A type of pudding made of sheep lungs, liver and heart (a sheep’s “pluck”), haggis is flavored with minced onion, spices (thyme, paprika, cayenne, cumin, rosemary), salt, oatmeal and meat stock. The mixture is cooked in an oven while encased in the sheep’s stomach. However, the stomach is not eaten.
History of Haggis
Some historians speculate that haggis was invented as a convenient food source available after a successful hunt by ancient people in Western Europe. Although the term “hagese” has been traced back to 14th century England, haggis is considered a Scottish dish due to renown Scottish poet Robert Burns writing a poem about haggis (Address to a Haggis) in 1878.
Scottish folklore offers a story about the origin of haggis. When farmers herded their cattle into the city to market, their wives would pack whatever food was available at the time in one or two sheep’s stomach. This made meals easy to cook and transport.
What’s Unique About Haggis?
Today, you can buy Haggis in supermarkets throughout Scotland. Cheaper brands of haggis are not packed in real sheep stomachs but in artificial wrappers. You can also purchase commercial haggis made with pig offal instead of sheep offal.

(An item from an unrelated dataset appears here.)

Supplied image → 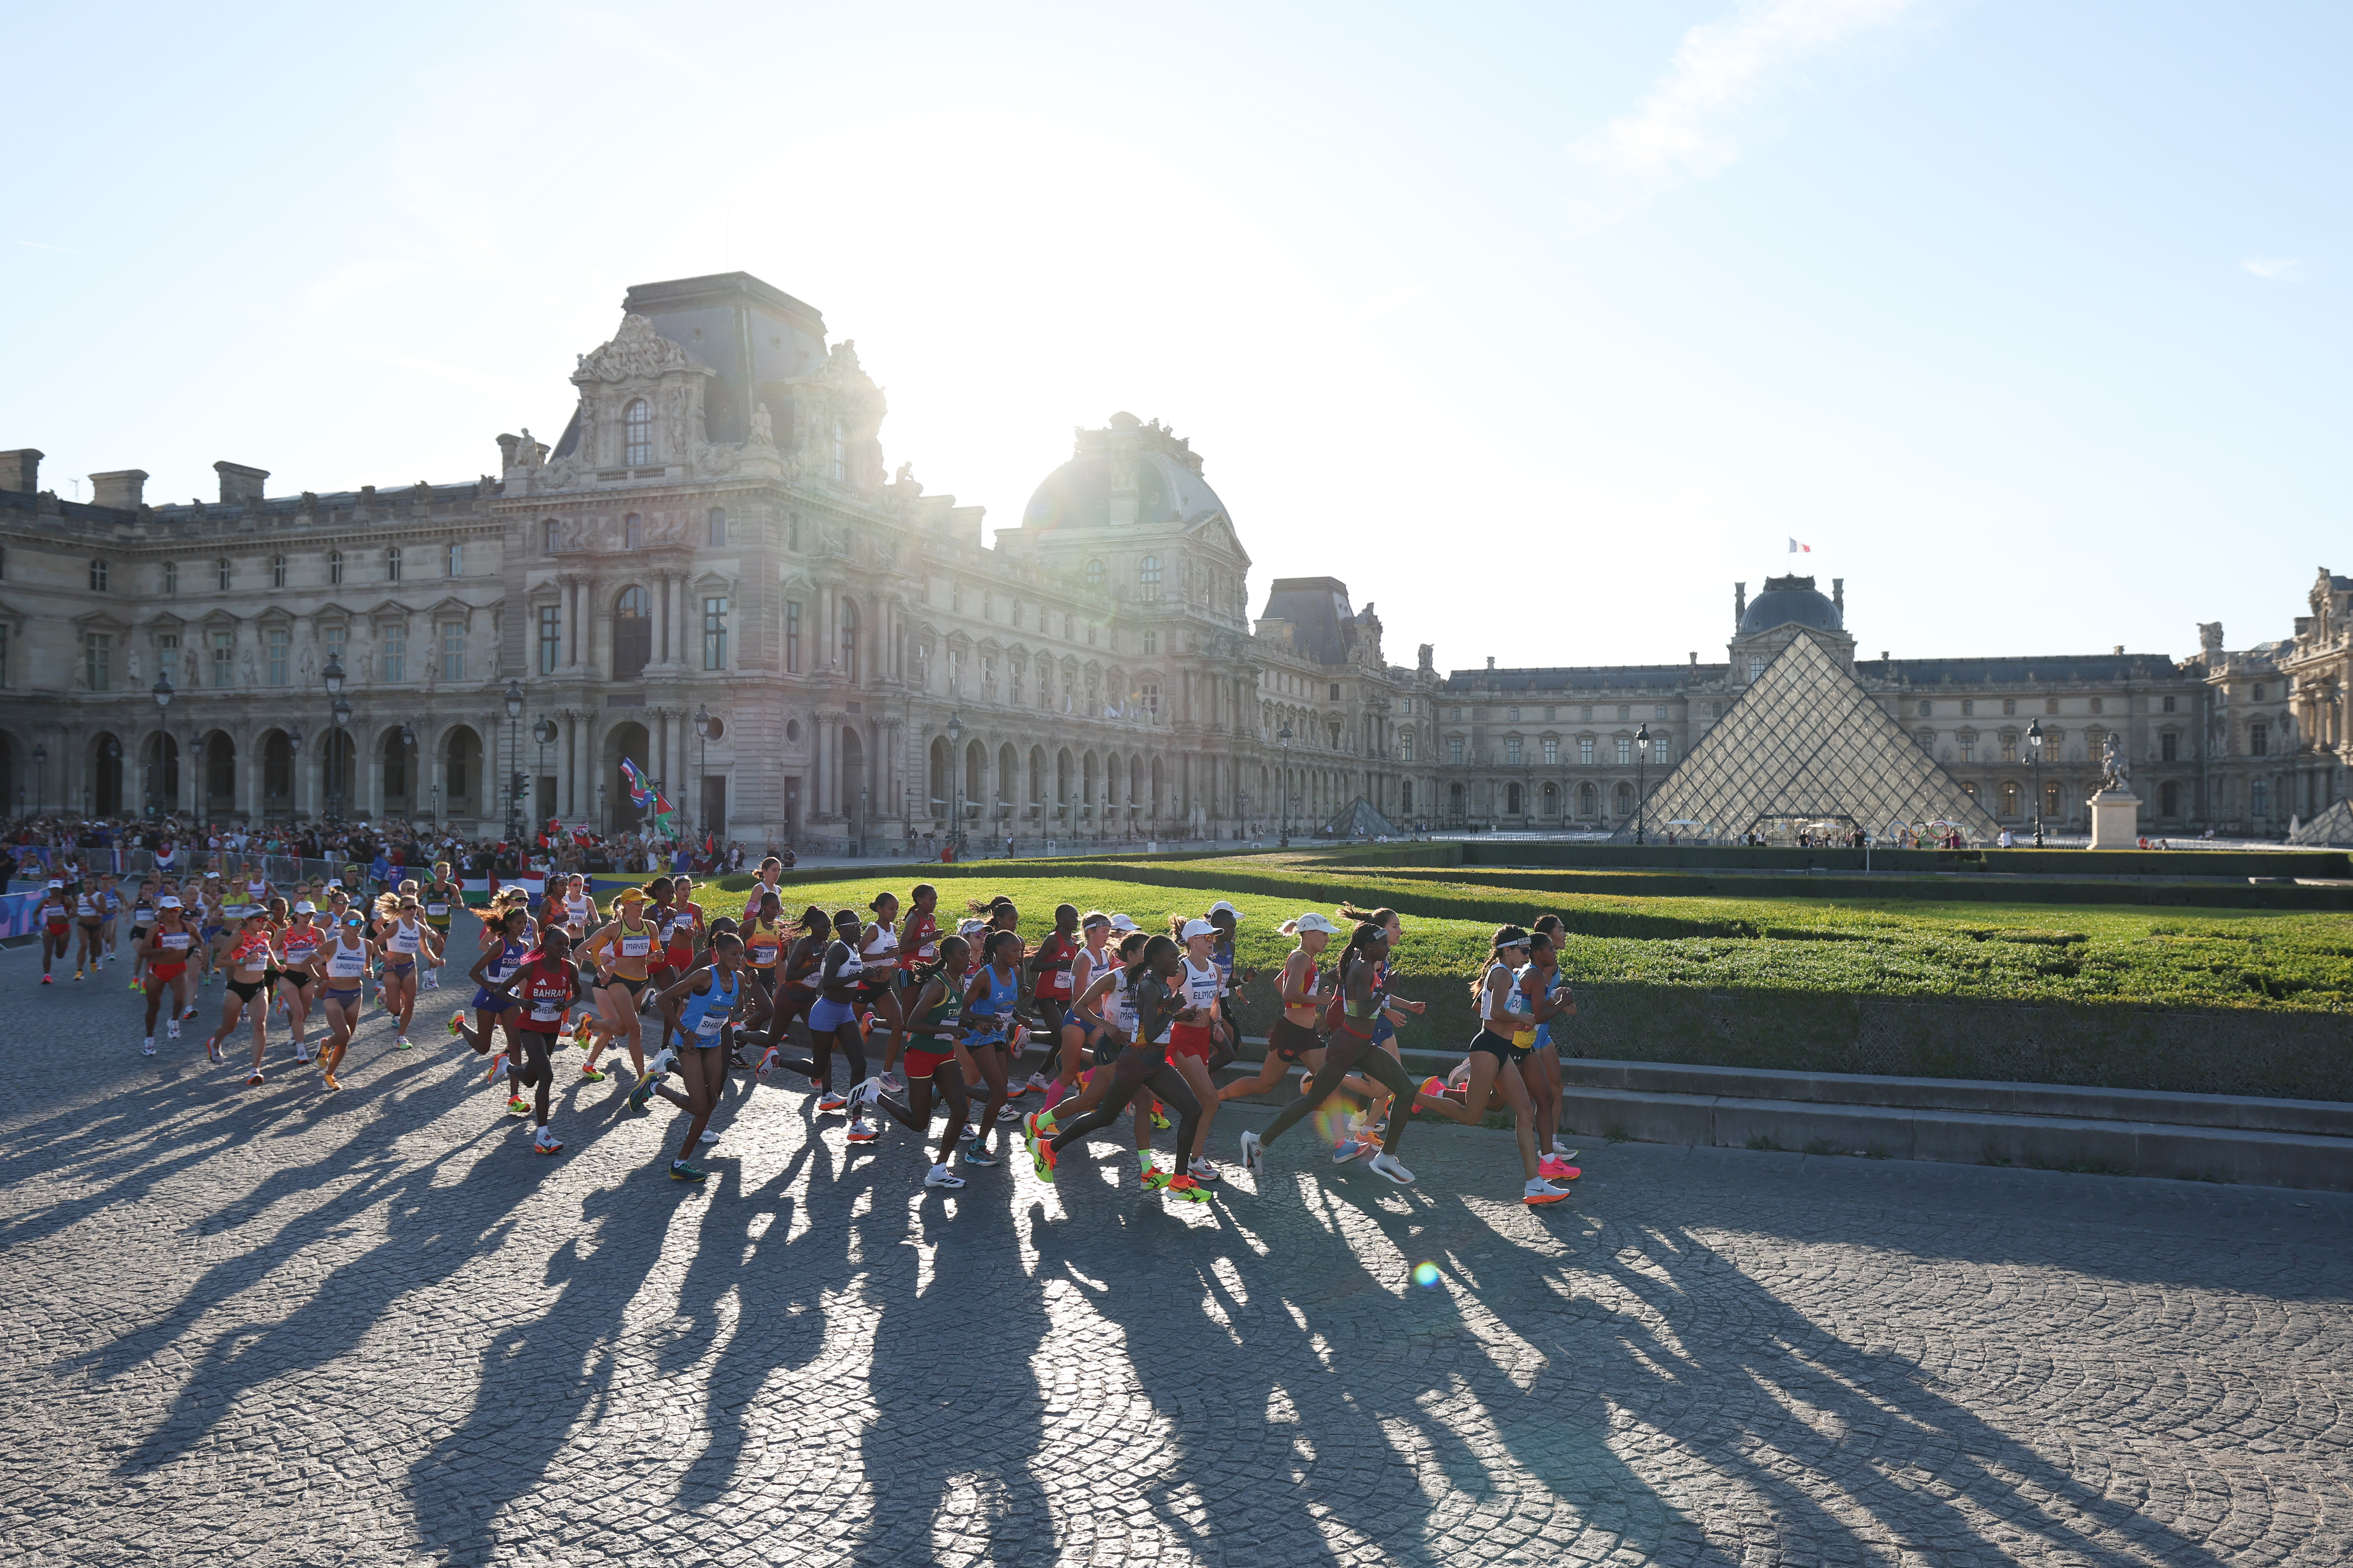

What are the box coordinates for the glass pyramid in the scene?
[1612,630,2003,845]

Fast-food restaurants in Scotland may serve chips and haggis that has been coated in batter and deep-fried. Fried haggis on a bun is called a haggis burger.
Genuine Scottish haggis is not available in the United States because the U.S. FDA will not approve certain parts of sheep for consumption.
How to Make Haggis
Follow this link for instructions on preparing haggis: Food Network
Instead of using old-fashioned oats, you can use steel-cut or pinhead oats and get the same texture so many people like about traditional haggis.
A substitute for sheep’s stomach is the beef bung. Resembling a sausage, beef bung casings bind together better than traditional haggis.
Haggis is traditionally served with potatoes (“tatties”) and rutabagas (“neeps”) in more rural Scottish bed and breakfasts and restaurants. There is also such a thing as vegetarian haggis, which uses soy-based meat and flavorings to imitate the taste and texture of real haggis.